A partida estava disputada, até que chegou aquela hora. Para quem pensa que os nossos jogos não são pra valer, tinha que estar na minha pele (ou na minha barriga) para saber o impacto que eu senti. O chute forte me derrubou.
Fiquei deitado na quadra e só sentia a dor.
Ninguém gosta de ser atingido assim, ainda mais com uma bolada daquelas. Mas é esse tipo de coisa que acontece com quem joga no gol.
Eu nunca te perguntei, mas acho que você, Cleiton, percebeu ali, no meu olhar, que as coisas não tinham de ser sofridas daquele jeito.
Nesse intervalo, eu treinava na Escolinha de Futebol Meninos da Vila e foi quando vocês me convidaram para integrar a equipe do Corinthians.
Ah, sim, me lembro até hoje de suas palavras:
“Ô, japonês, você não vai ser goleiro nem aqui nem na China!” kkkk
Ai que eu entendi que você me queria em outra posição. Que eu deveria jogar como fixo — e que ser goleiro não era minha verdadeira vocação.
Eu não fazia ideia se daria certo. Mas, de algum modo, você sabia, Cleiton. E me fez acreditar que era possível.
Mas calma que nem tudo foi tão simples como parece agora. Ser goleiro, eu sabia, não era fácil. Só que ser treinado por você, Cleiton, era mais complicado ainda.
Pensando bem, acho que foi isso que fez meus pais se convencerem, pois isso também era meu desejo e foi uma decisão em família.
E acredito que as palavras que fizeram com que eles aceitassem a proposta não foram de conforto ou suavidade. Acho que eles gostaram mesmo foi de você ter dito que me trataria como um jogador em formação. Com estímulo, mas sem deixar de cobrar.
E eu posso me lembrar das inúmeras vezes, Cleiton, que você nos corrigiu, dizendo o que deveríamos fazer para melhorar.
Falava do posicionamento tático, da nossa postura em quadra e da importância do comportamento. Jogando sempre para respeitar o adversário. E para respeitar o futebol.
E eu posso confirmar a diferença que esse conjunto de atitudes fez na minha vida. Existe um Érico antes e um Érico depois de te conhecer.
Acho que a maior prova dessa mudança teve a ver com minha postura como pessoa, algo que vai além das quadras.
Sou capaz de me ver, Cleiton, reclamando de coisas que não faziam o menor sentido. Sei lá, agindo como se o universo girasse em torno das minhas preocupações.
E o que você nos ensinou a respeito do esporte tem a ver com isso: não envolve só uma pessoa, porque ninguém ganha nada sozinho. Isso tem a ver com o grupo, e nós passamos a nos proteger e a nos cobrar para sermos jogadores (e pessoas) melhores.

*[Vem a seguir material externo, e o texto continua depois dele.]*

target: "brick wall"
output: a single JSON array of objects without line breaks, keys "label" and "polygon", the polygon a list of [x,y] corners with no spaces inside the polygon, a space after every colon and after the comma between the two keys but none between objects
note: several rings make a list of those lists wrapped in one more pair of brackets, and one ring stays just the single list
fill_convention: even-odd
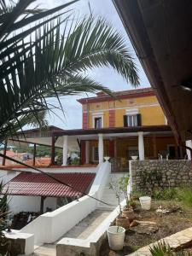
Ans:
[{"label": "brick wall", "polygon": [[179,187],[192,183],[191,161],[185,160],[132,160],[131,175],[133,189],[150,187]]}]

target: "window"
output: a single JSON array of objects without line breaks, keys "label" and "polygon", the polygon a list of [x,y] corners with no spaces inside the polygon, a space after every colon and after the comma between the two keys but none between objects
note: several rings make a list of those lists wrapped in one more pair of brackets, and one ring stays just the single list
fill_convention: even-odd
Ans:
[{"label": "window", "polygon": [[124,126],[125,127],[134,127],[141,126],[141,114],[127,114],[124,116]]},{"label": "window", "polygon": [[175,145],[167,145],[168,154],[170,159],[175,159],[176,157],[176,150]]},{"label": "window", "polygon": [[96,162],[99,160],[99,150],[98,147],[94,147],[93,148],[93,161]]},{"label": "window", "polygon": [[101,117],[95,118],[95,128],[102,128],[102,119]]}]

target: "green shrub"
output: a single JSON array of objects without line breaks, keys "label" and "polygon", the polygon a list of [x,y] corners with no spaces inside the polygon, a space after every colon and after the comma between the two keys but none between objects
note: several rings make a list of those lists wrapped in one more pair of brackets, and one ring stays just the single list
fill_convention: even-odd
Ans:
[{"label": "green shrub", "polygon": [[192,256],[189,252],[172,252],[170,246],[165,241],[158,242],[157,245],[150,247],[150,253],[152,256]]},{"label": "green shrub", "polygon": [[192,188],[182,188],[177,189],[178,200],[186,207],[192,207]]},{"label": "green shrub", "polygon": [[176,200],[178,197],[175,188],[154,189],[152,197],[156,200]]}]

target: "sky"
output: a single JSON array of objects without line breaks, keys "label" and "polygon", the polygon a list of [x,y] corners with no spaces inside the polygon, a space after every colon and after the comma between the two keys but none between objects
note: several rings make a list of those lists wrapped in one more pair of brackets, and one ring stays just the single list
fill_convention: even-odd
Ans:
[{"label": "sky", "polygon": [[[40,8],[53,8],[63,4],[67,1],[63,0],[38,0]],[[79,0],[70,7],[79,17],[90,15],[88,0]],[[119,32],[127,42],[129,49],[136,58],[140,78],[140,87],[150,86],[149,82],[137,60],[126,32],[121,23],[119,15],[113,4],[112,0],[90,0],[90,5],[94,16],[102,16],[108,20],[114,29]],[[129,90],[132,87],[125,81],[121,76],[115,73],[113,68],[96,68],[89,72],[89,76],[110,88],[112,90]],[[91,95],[90,94],[89,96]],[[65,96],[61,99],[64,115],[57,111],[56,115],[48,116],[49,124],[62,129],[78,129],[82,127],[82,108],[76,99],[86,97],[87,95],[79,95],[75,96]]]}]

Foi assim que nós, como grupo, formamos uma das equipes mais vencedoras do Futsal Down. Um time praticamente imbatível. (E olha que nem era o meu time de coração).
Você conhece a história como ninguém — e acho que na época só você sabia disso. De coração, eu sou torcedor do Palmeiras. Só que quis o destino que eu fosse atleta do Corinthians. Se me perguntassem, quando criança, essa não teria sido a minha escolha. E o meu amor pelo Palmeiras jamais diminuiu durante o tempo em que defendi as cores do rival.
Mas eu posso garantir que nunca desonrei o Corinthians quando entrava em quadra. E como jogador aprendi a respeitar a instituição.
Hoje eu acho que vivi essa experiência para aprender o que é ser profissional – porque é assim que a vida real funciona, né?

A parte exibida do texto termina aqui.